1 Introduction

Coronary artery disease (CAD) is the disease caused by vascular stenosis that supplies oxygenated blood to humans’ heart which results in severe heart problems such as angina and heart attack [10, 11]. CAD is one of the largest killers in developed countries including Nigeria killing more than 7.4 million people around the world in 2012 and 53,836 persons as of 2014 in Nigeria [20, 21]. It is also estimated that 1 in 7 people in the United States has CAD [3]. The disease is also one of the leading causes of deaths in women, killing more people than cancers [3]. CAD causes more deaths and disabilities in developed nations than developing ones [20] [28].

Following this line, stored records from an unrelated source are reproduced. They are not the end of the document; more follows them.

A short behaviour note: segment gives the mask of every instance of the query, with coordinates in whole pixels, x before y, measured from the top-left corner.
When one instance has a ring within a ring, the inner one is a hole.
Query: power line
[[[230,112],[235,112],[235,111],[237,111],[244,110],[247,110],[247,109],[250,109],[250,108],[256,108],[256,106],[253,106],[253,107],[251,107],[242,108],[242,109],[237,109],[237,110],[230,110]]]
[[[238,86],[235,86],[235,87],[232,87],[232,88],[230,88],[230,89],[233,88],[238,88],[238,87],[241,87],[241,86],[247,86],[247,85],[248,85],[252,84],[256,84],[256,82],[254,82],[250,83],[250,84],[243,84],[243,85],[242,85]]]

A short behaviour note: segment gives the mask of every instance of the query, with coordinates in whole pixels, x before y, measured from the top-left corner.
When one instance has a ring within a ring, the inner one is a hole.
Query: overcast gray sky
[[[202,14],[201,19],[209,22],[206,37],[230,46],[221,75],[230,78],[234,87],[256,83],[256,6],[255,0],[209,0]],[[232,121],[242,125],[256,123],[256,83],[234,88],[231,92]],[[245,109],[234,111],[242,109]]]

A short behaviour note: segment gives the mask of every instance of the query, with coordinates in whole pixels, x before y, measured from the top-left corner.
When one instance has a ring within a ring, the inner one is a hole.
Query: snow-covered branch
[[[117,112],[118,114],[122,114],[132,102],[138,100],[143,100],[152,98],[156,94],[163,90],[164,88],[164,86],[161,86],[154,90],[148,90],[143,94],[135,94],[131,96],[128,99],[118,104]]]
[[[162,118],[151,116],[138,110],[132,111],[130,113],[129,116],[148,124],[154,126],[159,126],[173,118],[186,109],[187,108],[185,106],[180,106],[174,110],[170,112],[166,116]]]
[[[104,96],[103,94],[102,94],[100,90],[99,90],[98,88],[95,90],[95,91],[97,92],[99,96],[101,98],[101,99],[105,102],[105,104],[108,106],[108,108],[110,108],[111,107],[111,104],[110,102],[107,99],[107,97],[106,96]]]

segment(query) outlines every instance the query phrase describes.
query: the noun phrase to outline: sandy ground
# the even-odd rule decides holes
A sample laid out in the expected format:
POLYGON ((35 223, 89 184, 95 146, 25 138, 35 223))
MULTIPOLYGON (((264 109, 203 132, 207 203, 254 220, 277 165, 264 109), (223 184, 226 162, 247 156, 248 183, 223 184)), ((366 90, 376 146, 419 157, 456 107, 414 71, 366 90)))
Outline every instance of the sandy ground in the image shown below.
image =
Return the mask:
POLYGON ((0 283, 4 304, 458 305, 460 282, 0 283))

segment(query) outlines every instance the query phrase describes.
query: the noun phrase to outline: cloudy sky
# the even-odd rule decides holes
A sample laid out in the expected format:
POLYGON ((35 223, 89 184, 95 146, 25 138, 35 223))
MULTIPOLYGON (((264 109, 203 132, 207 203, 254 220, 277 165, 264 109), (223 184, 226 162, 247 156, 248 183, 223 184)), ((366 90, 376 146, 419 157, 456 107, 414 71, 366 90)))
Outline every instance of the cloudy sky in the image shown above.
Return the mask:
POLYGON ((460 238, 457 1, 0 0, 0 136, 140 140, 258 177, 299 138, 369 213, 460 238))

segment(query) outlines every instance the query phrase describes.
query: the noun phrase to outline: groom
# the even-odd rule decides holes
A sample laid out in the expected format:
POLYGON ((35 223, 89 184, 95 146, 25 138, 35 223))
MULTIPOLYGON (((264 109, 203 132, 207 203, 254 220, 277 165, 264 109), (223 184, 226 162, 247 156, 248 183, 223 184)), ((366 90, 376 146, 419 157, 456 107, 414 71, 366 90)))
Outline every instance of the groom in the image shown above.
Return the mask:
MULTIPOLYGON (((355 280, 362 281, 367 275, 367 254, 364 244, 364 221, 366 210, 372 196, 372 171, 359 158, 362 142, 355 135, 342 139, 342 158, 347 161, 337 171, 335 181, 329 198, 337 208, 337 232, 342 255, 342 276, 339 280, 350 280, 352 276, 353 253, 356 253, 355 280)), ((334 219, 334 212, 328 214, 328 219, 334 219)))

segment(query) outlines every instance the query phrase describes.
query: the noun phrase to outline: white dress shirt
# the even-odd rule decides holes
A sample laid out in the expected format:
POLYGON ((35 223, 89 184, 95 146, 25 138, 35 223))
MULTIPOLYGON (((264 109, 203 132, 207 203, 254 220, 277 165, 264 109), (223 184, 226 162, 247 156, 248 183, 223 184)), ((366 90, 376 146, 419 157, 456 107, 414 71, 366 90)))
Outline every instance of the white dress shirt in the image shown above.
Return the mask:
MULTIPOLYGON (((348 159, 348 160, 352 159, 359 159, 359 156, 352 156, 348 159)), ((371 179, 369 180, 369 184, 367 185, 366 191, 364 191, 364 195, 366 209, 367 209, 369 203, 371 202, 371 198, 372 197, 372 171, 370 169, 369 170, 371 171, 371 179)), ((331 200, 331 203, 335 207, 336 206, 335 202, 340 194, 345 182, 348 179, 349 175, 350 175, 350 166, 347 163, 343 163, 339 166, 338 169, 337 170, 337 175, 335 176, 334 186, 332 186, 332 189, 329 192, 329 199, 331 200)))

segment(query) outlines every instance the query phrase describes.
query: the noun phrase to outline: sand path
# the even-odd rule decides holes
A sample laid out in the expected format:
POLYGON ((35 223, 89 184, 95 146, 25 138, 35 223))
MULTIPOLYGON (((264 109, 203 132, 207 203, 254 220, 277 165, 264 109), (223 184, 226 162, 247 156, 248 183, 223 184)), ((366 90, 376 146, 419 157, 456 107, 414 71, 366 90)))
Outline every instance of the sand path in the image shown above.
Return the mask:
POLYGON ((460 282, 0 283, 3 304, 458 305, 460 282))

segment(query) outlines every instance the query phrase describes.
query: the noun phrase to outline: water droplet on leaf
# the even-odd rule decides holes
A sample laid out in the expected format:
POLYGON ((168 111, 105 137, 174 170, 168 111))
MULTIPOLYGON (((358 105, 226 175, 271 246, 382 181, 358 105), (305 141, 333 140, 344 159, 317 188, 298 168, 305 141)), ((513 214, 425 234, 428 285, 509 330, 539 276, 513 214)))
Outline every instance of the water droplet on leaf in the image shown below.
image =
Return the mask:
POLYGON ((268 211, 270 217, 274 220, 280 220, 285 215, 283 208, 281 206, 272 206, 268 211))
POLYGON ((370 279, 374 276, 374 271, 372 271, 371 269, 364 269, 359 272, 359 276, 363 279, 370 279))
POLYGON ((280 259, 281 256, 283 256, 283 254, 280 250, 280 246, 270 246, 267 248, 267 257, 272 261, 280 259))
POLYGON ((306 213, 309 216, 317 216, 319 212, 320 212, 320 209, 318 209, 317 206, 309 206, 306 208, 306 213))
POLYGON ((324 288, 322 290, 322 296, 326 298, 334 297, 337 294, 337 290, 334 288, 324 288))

In Nigeria, CAD causes more deaths due to insufficient knowledge of the negative impact of the disease on humans [5] [23, 24]. In Nigeria, CAD-related deaths reached 53,836 which amount to 2.82% of all deaths that occurred in 2014 [20] [24]. Most of the victims of the disease tend to ignore the early symptoms and consultations with the health workers until they are in a bad or severe condition of the CAD. Therefore, most of these patients die before receiving appropriate medications or medical attentions [5]. There is a huge burden of CAD in most of the West African countries due to limited resources to provide comprehensive health care for the CAD patients and inadequate awareness campaign of the disease. Therefore, early detection and diagnosis of the CAD, being currently one of the deadliest diseases in Nigeria, might be assisting significantly to fight the disease [8, 9].

Medical diagnosis is the process of diagnosing the disease by measuring specific symptoms and signs [11, 12] [22]. The patient expresses symptoms of the disease to medical doctor, while signs of the disease are observed by medical doctor. However, patient may not accurately sometime express the symptoms, and physicians may not always be sure of signs of the diseases due to uncertainty and vagueness in the course of diagnostic decision making [11, 21, 22]. Therefore, various uncertainties and vagueness affect the diagnostic process, and they must be carefully dealt with [7]. Sometime also, physicians often have variations in their decisions due to uncertainty and vagueness of the information they have at their disposal [18, 24, 25]. These uncertainties, complexities and vagueness involved in the diagnostic decision-making process have to be addressed. In this regard, the fuzzy expert systems are being developed to mimic human specialists' diagnostic decision-making processes in order to address the issue of uncertainties, complexities and vagueness often associated with decision making [11, 12, 26]. The fuzzy-based expert system is an advanced artificial intelligence system that uses unconventional thinking to reduce the uncertainty that is often associated with the diagnosis process of diseases [1, 17] [21] [26]. In this study, a fuzzy expert system for diagnosis of coronary artery disease is built with MATLAB, which can easily be integrated into the electronic health record system.

2 Related works

In [14], fuzzy expert system for diagnosing of heart disease based on medical records in Jordan was developed using a visual studio, and system is able to identify CAD patients. In [19], the clinical support system for treating chronic heart disease using risk factors, most of which are clinical risk factors, has been developed. C4.5 algorithm is used to generate system production rules from the Cleveland heart disease database and system was proved to be very efficient and effective. In [16], a web-based diagnostic system for diagnosis of cardiac is developed with PHP, HTML, and Java script and MySQL and the system used 15 input variables with seven diagnostic rules. In [1], an expert system for diagnosing cardiovascular disease with MATLAB was developed, and the system has 94% accuracy. In [13], an expert system for cardiovascular disease was developed and the production rules of the system were made from the UCI Cleveland Clinic Foundation, Repository of Machine Learning Databases. In [17], a CAD screening system using clinical parameters was developed and a questionnaire was designed under the medical team's guidance to collect information about patients' clinical parameters based on the risk factors of CAD. The system was implemented using object-oriented technique with one demographic risk factor and eleven clinical risk factors of CAD.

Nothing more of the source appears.